The following is an excerpt from Evangelicalism Divided, (pp 154-158) by Iain H. Murray. Read the article, and then consider taking advantage of the special prices during the week-long Reformation Day Special. See below for more information on the special.

The lives of the Reformers are examples of men who, no longer content to trust the teaching of the institutional church of their upbringing, went back to Scripture. What was said of Luther might have been said of them all: ‘He strengthens himself each day in his convictions by a constant application to the Word of God.’ The definition of a Christian which they found there was startlingly new, first to themselves, then to others, and it divided them from Renaissance scholars (such as Erasmus) on the one hand, and from the upholders of the traditional theology of the Church of Rome on the other.

Against the scholars who viewed Christianity largely in terms of a discussion on opinions and morality, and who objected to all claims to certainty, the Reformers asserted the sufficiency and finality of the truth which they had been taught by Christ. They saw the difference between the Renaissance and scriptural Christianity as the difference between natural and supernatural. Thus Luther could respond to Erasmus:

“Leave us free to make assertions, and to find in assertions our satisfaction and delight; and you may applaud your Sceptics and Academics – till Christ calls you too! . . . The truth is that nobody who has not the Spirit of God sees a jot of what is in the Scriptures. All men have their hearts darkened, so that, even when they can discuss and quote all that is in Scripture, they do not understand or really know any of it.”

Philip Melanchthon elaborates on the same point when he states what it means to be a Christian in the Preface to his Loci of 1521:

“If a man know nothing of the power of sin, of law, or of grace, I do not see how I can call him a Christian. It is there that Christ is truly known. The knowledge of Christ is to know his benefits, taste his salvation, and experience his grace; it is not, as the academic people say, to reflect on his natures and the modes of his incarnation. If you do not know the practical purpose for which he took flesh and went to the cross what is the good of knowing his story? . . . He is given us as our remedy, or, in the Bible’s phrase, our salvation. And we must know him in another way than the scholars. To know him to purpose is to know the demand of the conscience for holiness, the source of power to meet it, where to seek grace for our sins’ failure, how to set up the sinking soul in the face of the world, the flesh, and the devil, how to console the conscience broken. Is that what any of the schools teach? . . . How often Paul declared to his believers that he prays for them a rich knowledge of Christ. He foresaw that we should one day leave the saving themes and turn our minds to discussions cold and foreign to Christ.”

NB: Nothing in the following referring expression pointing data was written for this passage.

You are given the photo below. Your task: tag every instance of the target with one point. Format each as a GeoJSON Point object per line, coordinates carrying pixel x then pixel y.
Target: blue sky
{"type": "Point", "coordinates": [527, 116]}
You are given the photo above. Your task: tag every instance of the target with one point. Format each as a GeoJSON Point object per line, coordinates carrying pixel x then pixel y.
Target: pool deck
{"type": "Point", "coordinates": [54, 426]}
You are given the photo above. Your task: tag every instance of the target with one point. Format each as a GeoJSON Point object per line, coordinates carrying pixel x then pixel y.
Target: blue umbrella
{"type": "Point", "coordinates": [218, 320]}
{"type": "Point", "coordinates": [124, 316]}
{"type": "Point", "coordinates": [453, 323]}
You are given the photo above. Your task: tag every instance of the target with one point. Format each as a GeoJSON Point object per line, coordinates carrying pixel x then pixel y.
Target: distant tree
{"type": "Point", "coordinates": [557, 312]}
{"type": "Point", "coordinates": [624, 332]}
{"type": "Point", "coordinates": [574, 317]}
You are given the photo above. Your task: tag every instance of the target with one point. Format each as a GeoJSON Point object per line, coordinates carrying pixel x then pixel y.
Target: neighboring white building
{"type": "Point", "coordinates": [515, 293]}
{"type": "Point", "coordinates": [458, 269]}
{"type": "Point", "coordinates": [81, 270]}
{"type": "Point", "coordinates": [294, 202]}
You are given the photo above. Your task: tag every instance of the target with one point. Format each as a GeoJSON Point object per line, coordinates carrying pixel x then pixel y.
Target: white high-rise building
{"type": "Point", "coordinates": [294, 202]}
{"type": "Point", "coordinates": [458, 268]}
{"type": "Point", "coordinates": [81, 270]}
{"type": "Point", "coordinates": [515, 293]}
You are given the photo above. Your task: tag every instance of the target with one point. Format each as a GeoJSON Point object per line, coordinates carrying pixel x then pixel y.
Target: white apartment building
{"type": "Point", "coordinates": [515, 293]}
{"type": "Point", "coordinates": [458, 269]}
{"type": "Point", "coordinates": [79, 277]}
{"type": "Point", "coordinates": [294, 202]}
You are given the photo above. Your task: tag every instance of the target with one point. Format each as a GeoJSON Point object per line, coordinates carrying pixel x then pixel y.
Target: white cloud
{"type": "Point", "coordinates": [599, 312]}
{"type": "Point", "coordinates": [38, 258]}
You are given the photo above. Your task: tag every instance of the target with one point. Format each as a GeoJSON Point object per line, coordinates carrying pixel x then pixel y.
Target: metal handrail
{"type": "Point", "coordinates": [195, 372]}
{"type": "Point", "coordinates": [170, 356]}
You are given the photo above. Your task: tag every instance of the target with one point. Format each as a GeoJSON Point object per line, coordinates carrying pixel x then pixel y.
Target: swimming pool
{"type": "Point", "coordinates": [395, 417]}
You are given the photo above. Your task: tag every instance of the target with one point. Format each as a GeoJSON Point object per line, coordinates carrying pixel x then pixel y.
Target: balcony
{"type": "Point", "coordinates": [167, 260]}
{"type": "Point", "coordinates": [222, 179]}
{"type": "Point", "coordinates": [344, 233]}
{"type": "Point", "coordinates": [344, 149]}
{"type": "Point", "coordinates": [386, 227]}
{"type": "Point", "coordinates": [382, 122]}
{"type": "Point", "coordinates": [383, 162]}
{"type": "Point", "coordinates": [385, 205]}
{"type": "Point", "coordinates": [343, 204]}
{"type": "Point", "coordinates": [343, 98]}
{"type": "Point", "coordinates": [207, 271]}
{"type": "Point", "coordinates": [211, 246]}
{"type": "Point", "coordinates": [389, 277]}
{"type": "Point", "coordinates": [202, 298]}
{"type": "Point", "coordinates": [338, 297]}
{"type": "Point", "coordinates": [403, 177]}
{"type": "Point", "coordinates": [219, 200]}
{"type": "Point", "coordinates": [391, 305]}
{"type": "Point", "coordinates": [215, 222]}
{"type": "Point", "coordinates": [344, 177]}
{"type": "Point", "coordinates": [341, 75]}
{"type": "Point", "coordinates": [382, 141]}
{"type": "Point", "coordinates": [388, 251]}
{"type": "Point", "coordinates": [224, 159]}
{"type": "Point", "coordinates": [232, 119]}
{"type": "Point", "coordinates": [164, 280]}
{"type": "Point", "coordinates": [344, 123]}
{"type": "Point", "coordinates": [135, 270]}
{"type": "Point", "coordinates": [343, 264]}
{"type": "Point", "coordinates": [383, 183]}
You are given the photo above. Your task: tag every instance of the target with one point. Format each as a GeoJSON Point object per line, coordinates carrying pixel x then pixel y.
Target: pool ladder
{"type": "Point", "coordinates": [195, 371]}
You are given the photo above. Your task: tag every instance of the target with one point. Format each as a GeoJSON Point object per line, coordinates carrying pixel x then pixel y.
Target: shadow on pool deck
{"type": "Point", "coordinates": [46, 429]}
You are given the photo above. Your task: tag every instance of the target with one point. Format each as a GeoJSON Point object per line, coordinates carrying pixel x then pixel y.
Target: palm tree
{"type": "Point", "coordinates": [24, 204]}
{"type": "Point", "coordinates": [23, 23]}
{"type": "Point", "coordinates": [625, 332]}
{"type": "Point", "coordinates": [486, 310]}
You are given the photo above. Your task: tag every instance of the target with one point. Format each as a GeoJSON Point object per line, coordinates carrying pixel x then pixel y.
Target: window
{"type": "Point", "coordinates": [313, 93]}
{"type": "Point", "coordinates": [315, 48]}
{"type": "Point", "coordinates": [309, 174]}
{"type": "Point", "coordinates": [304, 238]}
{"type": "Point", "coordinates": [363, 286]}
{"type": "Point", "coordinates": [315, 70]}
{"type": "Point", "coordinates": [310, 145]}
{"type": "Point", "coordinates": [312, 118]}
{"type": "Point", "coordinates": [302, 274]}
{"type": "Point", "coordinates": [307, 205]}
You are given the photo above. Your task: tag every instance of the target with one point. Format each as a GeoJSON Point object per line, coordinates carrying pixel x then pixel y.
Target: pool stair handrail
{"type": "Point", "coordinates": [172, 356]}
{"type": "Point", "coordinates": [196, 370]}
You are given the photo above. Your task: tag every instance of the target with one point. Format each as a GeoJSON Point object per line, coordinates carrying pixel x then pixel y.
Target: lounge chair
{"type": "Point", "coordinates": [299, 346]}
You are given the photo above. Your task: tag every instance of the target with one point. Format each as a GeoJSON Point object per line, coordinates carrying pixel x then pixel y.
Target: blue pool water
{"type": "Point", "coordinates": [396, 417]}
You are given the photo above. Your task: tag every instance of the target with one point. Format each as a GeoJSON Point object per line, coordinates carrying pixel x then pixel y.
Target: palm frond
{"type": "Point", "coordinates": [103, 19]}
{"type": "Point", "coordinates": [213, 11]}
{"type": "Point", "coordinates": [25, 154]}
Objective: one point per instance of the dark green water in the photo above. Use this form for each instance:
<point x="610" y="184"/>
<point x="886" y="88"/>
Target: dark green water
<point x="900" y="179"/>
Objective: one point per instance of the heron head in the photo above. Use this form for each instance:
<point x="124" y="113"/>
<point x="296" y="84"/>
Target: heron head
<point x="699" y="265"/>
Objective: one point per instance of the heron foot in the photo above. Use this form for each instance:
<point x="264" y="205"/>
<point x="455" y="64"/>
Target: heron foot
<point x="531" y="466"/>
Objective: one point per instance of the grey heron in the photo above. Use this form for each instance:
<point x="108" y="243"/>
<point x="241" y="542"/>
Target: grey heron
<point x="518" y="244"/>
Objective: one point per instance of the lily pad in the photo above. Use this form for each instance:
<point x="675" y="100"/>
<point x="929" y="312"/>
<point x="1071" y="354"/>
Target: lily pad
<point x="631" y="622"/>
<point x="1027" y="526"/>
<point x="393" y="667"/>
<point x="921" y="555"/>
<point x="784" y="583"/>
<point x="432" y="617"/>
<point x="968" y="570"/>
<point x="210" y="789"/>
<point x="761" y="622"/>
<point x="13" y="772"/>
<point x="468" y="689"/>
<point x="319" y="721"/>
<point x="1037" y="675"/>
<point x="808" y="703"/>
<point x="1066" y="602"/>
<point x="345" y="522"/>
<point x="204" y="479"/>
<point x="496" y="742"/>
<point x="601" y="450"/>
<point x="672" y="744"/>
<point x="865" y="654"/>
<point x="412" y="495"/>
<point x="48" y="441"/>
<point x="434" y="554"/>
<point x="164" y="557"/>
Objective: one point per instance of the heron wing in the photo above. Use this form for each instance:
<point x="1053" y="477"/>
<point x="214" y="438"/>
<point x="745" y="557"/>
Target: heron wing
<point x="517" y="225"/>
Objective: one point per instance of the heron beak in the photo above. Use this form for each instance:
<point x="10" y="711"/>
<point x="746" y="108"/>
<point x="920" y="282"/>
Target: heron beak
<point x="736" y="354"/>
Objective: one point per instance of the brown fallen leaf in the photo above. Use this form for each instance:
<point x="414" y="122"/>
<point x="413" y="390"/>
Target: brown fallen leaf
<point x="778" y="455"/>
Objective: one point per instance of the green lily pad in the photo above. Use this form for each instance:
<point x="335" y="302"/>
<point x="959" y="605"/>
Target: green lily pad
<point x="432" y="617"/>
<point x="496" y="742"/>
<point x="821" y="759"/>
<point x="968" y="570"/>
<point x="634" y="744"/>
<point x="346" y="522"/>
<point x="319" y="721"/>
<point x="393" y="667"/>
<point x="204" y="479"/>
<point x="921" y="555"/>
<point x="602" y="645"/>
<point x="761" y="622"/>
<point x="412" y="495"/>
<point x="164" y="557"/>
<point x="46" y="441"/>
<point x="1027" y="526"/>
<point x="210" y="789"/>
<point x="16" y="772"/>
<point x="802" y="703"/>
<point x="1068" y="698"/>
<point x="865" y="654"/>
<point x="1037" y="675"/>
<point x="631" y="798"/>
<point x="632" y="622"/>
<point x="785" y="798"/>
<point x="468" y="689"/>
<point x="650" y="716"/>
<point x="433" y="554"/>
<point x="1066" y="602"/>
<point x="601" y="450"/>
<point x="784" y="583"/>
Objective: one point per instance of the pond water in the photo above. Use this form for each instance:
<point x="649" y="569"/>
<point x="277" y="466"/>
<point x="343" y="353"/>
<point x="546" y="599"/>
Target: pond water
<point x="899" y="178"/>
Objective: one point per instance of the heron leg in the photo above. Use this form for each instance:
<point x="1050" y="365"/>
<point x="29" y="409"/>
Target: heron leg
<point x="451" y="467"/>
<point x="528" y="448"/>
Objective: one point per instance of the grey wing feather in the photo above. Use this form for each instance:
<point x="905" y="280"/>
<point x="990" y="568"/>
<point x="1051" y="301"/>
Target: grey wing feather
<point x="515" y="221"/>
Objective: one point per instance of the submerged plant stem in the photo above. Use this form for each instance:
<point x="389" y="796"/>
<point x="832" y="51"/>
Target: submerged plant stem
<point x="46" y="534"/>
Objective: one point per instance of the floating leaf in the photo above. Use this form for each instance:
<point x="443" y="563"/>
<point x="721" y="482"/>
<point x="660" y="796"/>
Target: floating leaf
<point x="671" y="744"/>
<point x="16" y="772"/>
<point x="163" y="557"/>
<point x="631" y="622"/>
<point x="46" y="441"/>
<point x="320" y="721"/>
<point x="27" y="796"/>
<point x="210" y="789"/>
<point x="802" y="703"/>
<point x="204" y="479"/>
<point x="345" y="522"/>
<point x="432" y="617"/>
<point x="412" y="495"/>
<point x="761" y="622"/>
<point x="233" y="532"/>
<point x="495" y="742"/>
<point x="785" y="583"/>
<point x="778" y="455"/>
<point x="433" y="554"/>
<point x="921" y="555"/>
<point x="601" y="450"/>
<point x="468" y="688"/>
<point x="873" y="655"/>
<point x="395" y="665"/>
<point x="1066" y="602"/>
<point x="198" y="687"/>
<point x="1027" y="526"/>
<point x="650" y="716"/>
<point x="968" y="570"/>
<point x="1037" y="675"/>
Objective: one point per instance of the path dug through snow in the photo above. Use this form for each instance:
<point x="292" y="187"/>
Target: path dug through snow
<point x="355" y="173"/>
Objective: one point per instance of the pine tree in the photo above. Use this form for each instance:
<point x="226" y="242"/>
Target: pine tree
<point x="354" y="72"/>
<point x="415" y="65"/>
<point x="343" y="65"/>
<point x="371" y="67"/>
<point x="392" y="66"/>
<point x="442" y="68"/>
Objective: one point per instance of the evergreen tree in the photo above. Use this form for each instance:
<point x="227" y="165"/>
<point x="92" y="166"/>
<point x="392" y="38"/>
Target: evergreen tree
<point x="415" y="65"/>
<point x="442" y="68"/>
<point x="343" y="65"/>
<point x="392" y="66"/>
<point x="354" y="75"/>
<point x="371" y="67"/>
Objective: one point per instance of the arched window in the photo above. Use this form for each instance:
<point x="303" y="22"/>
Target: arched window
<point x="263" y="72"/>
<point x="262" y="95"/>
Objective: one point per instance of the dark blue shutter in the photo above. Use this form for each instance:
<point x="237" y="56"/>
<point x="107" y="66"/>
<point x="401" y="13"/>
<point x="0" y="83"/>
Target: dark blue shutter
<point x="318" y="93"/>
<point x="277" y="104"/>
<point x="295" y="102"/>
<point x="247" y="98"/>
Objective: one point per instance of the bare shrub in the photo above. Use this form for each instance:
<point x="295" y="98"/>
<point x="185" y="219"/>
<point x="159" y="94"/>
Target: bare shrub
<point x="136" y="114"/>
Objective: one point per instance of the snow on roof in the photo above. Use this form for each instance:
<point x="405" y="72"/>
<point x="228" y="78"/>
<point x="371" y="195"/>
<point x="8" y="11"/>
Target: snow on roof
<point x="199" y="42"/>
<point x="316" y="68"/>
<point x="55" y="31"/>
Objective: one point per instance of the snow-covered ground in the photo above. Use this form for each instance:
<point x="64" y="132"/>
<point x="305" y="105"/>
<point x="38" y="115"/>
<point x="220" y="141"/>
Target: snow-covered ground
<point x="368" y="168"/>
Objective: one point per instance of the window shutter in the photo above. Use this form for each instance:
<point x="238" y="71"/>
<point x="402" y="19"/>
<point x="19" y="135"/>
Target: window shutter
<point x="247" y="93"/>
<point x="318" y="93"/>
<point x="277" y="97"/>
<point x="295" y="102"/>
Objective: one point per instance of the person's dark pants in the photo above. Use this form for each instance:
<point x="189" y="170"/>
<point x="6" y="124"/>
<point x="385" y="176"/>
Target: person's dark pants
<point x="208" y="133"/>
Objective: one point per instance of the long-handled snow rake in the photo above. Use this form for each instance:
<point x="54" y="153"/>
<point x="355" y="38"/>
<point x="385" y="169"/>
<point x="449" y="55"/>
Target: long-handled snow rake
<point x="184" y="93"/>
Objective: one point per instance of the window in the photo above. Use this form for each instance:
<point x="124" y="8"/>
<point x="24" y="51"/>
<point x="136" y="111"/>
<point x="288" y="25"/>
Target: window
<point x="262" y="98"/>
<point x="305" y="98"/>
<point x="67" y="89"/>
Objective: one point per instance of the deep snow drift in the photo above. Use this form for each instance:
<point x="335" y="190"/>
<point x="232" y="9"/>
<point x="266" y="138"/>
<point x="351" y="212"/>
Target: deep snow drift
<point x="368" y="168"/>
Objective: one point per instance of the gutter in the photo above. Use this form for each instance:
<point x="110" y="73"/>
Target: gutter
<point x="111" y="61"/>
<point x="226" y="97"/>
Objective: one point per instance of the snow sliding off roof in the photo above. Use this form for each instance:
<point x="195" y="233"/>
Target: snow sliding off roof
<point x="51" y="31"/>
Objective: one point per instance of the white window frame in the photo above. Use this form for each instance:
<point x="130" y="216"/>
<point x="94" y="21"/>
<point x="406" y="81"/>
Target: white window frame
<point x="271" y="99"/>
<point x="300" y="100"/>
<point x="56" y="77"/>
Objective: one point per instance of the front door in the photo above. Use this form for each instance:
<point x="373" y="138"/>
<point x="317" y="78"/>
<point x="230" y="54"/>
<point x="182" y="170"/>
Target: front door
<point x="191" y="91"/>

The same principle of the sole authority of Scripture bore equally against Roman Catholicism. For the traditional religion, salvation was an external, objective thing, which the disciple could never know with any personal certainty this side of purgatory. All that could be done was to trust the teaching of the Church and submit to her ceremonies. Against this the Reformers preached that by repentance and faith in Christ there was full and immediate acceptance with God, and that the Holy Spirit himself testifies to the reality of this acceptance in the heart of the believer. United with a risen Saviour, the Christian has the joy of pardon and assurance in present possession.

To the universal objection of Roman Catholicism that the Protestants had fallen into such beliefs through lack of the guidance of the Church (the only true interpreter of Scripture) the evangelicals replied that an understanding of Scripture comes from the Holy Spirit. William Tyndale prized Scripture so highly that he lost his life in giving it to his fellow-countrymen. But he knew that far more than the possession of New Testaments was needed to make men Christians. Nor could any church supply what was necessary. As he told Sir Thomas More, his Roman Catholic opponent:

“Though the Scripture be an outward instrument, and the preacher also, to move men to believe, yet the principal cause why a man believeth, or believeth not, is within: that is, the Spirit of God teacheth his children to believe; and the devil blindeth his children, and keepeth them in unbelief, and maketh them consent unto lies, and think good evil, and evil good . . . It is impossible to understand either Peter or Paul or aught at all in the scripture, for him that denieth the justifying of faith in Christ’s blood.”

For the Reformers the Reformation was no mere controversy or doctrinal dispute. The Church of Rome, in her opposition to the way of salvation clearly taught in Scripture, was demonstrating her lack of the Spirit of God. This is not, of course, to say that the Reformers believed that the teaching of the Holy Spirit makes the thinking of Christians identical in every respect. But the Spirit teaches every Christian what is essential to salvation. The Roman system, by putting faith in the Church, and its sacramental system, in the place of the finished work of Christ, gave sure proof that she was not being taught of God. Her adherents, commonly, did not know the testimony of the Holy Spirit.

On this same theme John Calvin wrote:

“They who strive to build up firm faith in Scripture through disputation are doing things backwards…Since for unbelieving men religion seems to stand by opinion alone, they, in order not to believe anything foolishly or lightly, both wish and demand rational proof that Moses and the prophets spoke divinely. But I reply: the testimony of the Spirit is more excellent than all reason. For God alone is a fit witness to himself in his Word, so also the Word will not find acceptance in men’s hearts before it is sealed by the inward testimony of the Spirit. The same Spirit, therefore, who has spoken through the mouths of the prophets must penetrate into our hearts to persuade us that they faithfully proclaim what has been divinely commanded…By this power we are drawn and inflamed, knowingly and willingly, to obey him, yet also more vitally and more effectively than by mere human willing or knowing…I speak of nothing other than what each believer experiences within himself.”